Gushee, who participated with Ratzinger in a Vatican conference on moral theology in March, described the new pope as “a theologian of very keen intellect who is likely to maintain John Paul II's emphasis on doctrinal fidelity and clarity in the Catholic tradition.”
“Evangleicals, of which I count myself one, always appreciate doctrinal precision and clarity, and I'd also include moral clarity,” said Gushee, professor of moral philosophy at Union University, a Baptist school in Jackson, Tenn. Those who found themselves in agreement with John Paul II on moral issues likely will agree with Benedict as well, he said.
But on relations with non-Catholics, Benedict's conservatism might bring more isolation. After the pro-ecumenical reforms of Vatican II in the 1960s, both John Paul and Benedict represent “something of a pulling back,” Gushee said.
Lacking the charismatic personality of John Paul II, Benedict may find it harder to enlist good feelings from non-Catholics or recreate the climate of ecumenical openness that developed under John Paul II in spite his conservative theology, several Vatican observers predicted.
“I think there's going to be clearly a different emphasis,” predicted Joseph Favazza, a former Catholic priest and now professor of religious studies at Rhodes College in Memphis, Tenn. “I think John Paul II forged ecumenical relations based on his personality, not on his theology. While he wanted to create better relationship with the Protestants and the evangelicals and the Orthodox and the Anglicans, in point of fact, when push came to shove, he was not … willing to be a compromiser when he would need to be if full communion was to be established.”
Benedict might be even more inclined to point out doctrinal differences with other Christians and progressive Catholics, rather than look beyond them, as was the pattern of John Paul II, Favazza said. “What we won't see with Ratzinger is that outreach sort of personality that we saw with John Paul II. “
At 78 — 20 years older than John Paul II at his election — Benedict is not expected to serve nearly as long, and likely won't create the kind of legacy left by John Paul, who served 26 years.
Favazza and Ruff said Benedict likely will serve as a “transitional” pope, providing a buffer between John Paul II and those who will follow.
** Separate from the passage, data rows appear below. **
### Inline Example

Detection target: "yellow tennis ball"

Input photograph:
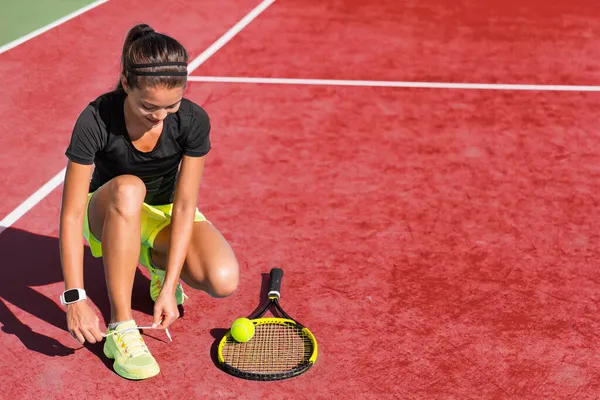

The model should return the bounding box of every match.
[230,318,255,342]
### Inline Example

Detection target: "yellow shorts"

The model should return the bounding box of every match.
[83,192,208,260]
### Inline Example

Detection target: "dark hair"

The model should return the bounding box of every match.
[116,24,188,91]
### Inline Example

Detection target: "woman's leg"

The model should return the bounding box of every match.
[87,175,146,323]
[149,221,239,298]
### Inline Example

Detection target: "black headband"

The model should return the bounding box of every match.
[128,61,188,76]
[131,71,188,76]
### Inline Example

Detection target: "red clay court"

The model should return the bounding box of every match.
[2,0,600,398]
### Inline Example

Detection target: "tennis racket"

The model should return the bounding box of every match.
[217,268,318,380]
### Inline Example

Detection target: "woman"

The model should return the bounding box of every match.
[58,23,239,380]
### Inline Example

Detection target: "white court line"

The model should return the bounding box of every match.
[0,0,275,234]
[0,0,108,233]
[0,0,109,55]
[187,76,600,91]
[187,0,276,72]
[0,170,66,235]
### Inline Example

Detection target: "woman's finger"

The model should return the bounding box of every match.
[72,328,85,344]
[82,329,97,344]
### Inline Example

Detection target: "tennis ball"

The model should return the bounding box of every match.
[230,317,255,342]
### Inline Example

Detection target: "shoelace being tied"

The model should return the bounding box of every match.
[103,324,172,344]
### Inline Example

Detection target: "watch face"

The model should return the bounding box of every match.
[64,289,80,303]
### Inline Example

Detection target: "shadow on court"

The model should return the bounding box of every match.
[0,227,154,358]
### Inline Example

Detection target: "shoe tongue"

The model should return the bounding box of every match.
[113,320,138,332]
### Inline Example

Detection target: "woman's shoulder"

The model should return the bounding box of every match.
[72,90,125,140]
[87,89,126,114]
[174,98,210,137]
[177,98,209,121]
“That seems pretty obvious — somebody to carry on for the time, not expecting him to initiate anything new,” Ruff said. “I don't know how much reaching out he's going to do.”
But Ruff and Gushee said the papacy might turn Benedict into a different man.
“John Paul II brought him in to run one specific department, and that's what he did,” Ruff said, referring to the Congregation of the Doctrine of the Faith. “… By the definition of the job, which was to try to preserve orthodoxy, he naturally caused some divisions.”
“Now he's universal pastor,” Ruff continued. “And I think we might see a different Joseph Ratzinger. We might see a side of him that was hidden before. … Now his job is to create unity in the church.”
“You never really know what they will do in that different office,” agreed Gushee. Although Ratzinger is a “quieter” personality than John Paul, “he had a nice kind of presence about him, he had a pastoral presence,” Gushee said, recalling his recent Vatican meetings.
Despite his hard-line reputation, Ratzinger's selection of Benedict XVI as his papal name may signal his intention to become a reconciler. The last Pope Benedict served as a reconciler and diplomat during World War I. Popes often choose names to align themselves with papal traditions they hope to follow.
Favazza, the former priest, said he is hopeful Benedict “will rise to the occasion and be a reconciler.”
“But he's not going to wake up tomorrow and be a different person,” Favazza cautioned. “It's hard not to be pessimistic. One can only hope. It really puts one's faith in the Holy Spirit front and center.”